The Appeals Board then reiterates the same obligations for medical-legal evaluators also apply to the primary treating physician under 8 Cal. Code Reg. § 9785. Both types of physicians are obligated to review each other’s reporting, along with the reporting of all vocational experts. The Appeals Board cites the AMA Guides for the authority that physicians need to consider vocational factors in arriving at impairment ratings:

In addition to the required consideration of vocational evidence in the preparation of a report, an evaluating physician may also utilize vocational evidence in the assessment of both impairment and permanent disability. The AMA Guides to the Evaluation of Permanent Impairment, Fifth Edition (AMA Guides) observes that, “[p]hysicians with the appropriate skills, training and knowledge may address some of the implications of the medical impairment toward work disability and future employment.” (AMA Guides, 5th Ed., § 1.9, at pp. 13-14.) With respect to the broader question of whether a seriously injured worker is able to reenter the labor market, the AMA Guides observe, “[a] decision of this scope usually requires input from medical and nonmedical experts, such as vocational specialists, and the evaluation of both stable and changing factors, such as the person’s education, skills, and motivation, the state of the job market, and local economic consideration.” (Id. at p. 14.) Additionally, where an evaluating physician is tasked with describing impairment pursuant to the AMA Guides, vocational evidence may assist the physician in determining which of the chapters, tables, or methods from within the four corners of the AMA Guides will provide the most accurate assessment of the injured worker’s impairment. (Almaraz v. Environmental Recovery Services/Guzman v. Milpitas Unified School District (2009) 74 Cal. Comp. Cases 1084 (Appeals Board en banc), as affirmed by Milpitas Unified School District v. Workers’ Comp. Appeals Bd. (Guzman) (2010) 187 Cal.App.4th 808 [75 Cal. Comp. Cases 837].)…

In short, as is demonstrated above, treating and evaluating physicians regularly review, assess, and opine on vocational issues, from the gathering of vocational information relevant to the determination of causation, to the final assessment of permanent disability and work restrictions. We therefore find no merit in applicant’s contention that evaluating physicians are ill-equipped and unwilling to assess vocational evidence. To the contrary, we believe that vocational evidence is an important, and often integral, consideration in the preparation of medical-legal reporting, and that is fully within the purview of the evaluating physician to offer an opinion responsive to the vocational evidence either at the request of the parties, or of the physician’s own accord.
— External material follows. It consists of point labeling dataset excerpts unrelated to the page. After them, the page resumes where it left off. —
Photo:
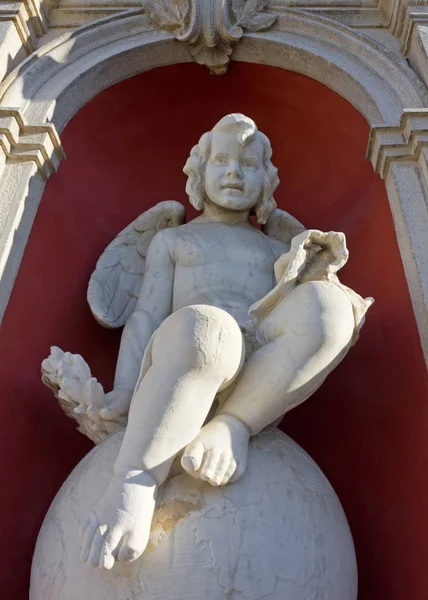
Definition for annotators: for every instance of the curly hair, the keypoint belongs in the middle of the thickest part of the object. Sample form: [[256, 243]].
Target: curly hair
[[246, 130]]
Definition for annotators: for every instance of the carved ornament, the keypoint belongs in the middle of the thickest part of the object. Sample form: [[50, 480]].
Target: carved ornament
[[210, 27]]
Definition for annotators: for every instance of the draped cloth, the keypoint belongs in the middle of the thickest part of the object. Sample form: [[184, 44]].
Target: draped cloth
[[313, 256]]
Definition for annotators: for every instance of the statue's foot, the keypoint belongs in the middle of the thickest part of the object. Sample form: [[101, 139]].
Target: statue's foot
[[219, 453], [118, 527]]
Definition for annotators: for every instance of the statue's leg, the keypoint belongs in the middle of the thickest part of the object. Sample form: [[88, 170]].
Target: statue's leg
[[305, 337], [194, 353]]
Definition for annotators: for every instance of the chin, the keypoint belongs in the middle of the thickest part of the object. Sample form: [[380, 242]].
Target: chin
[[234, 203]]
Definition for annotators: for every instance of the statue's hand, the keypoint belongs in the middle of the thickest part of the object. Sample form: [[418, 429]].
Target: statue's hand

The Appeals Board also addresses in Nunes II a vexing problem that trial judges experience all the time—when one evaluating physician adopts another evaluating physician’s conclusions on apportionment of permanent disability, without stating how and why they are adopting the other physician’s conclusions. The Appeals Board states:

While we agree generally that it is impermissible for an evaluating physician to merely reiterate another physician’s apportionment analysis without an accompanying explanation of “how and why” the conditions or factors of apportionment result in permanent disability, these concerns would necessarily be limited to physicians who are statutorily authorized to render an apportionment opinion under section 4663. (See, e.g. Mayorga v. Dexter Axle Chassis Group (June 25, 2015, ADJ364166; ADJ3925942) [2015 Cal. Wrk. Comp. P.D. LEXIS 359].) There can be no “pass-through” apportionment from a physician to a vocational expert when that expert is not authorized to render an apportionment determination in the first instance.

The Nunes cases serve as a guideline for counsel to develop the record on cases involving the potential of a 100% permanent and total disability award with or without apportionment of permanent disability to non-industrial factors. The many takeaway factors in this case will be used to teach attorneys, physicians, and vocational experts the standards of proof and the substantive information that needs to be adduced and produced by these experts so that a trial judge, the Appeals Board, and appellate courts can rely on their conclusions as substantial medical and vocational evidence to support an award.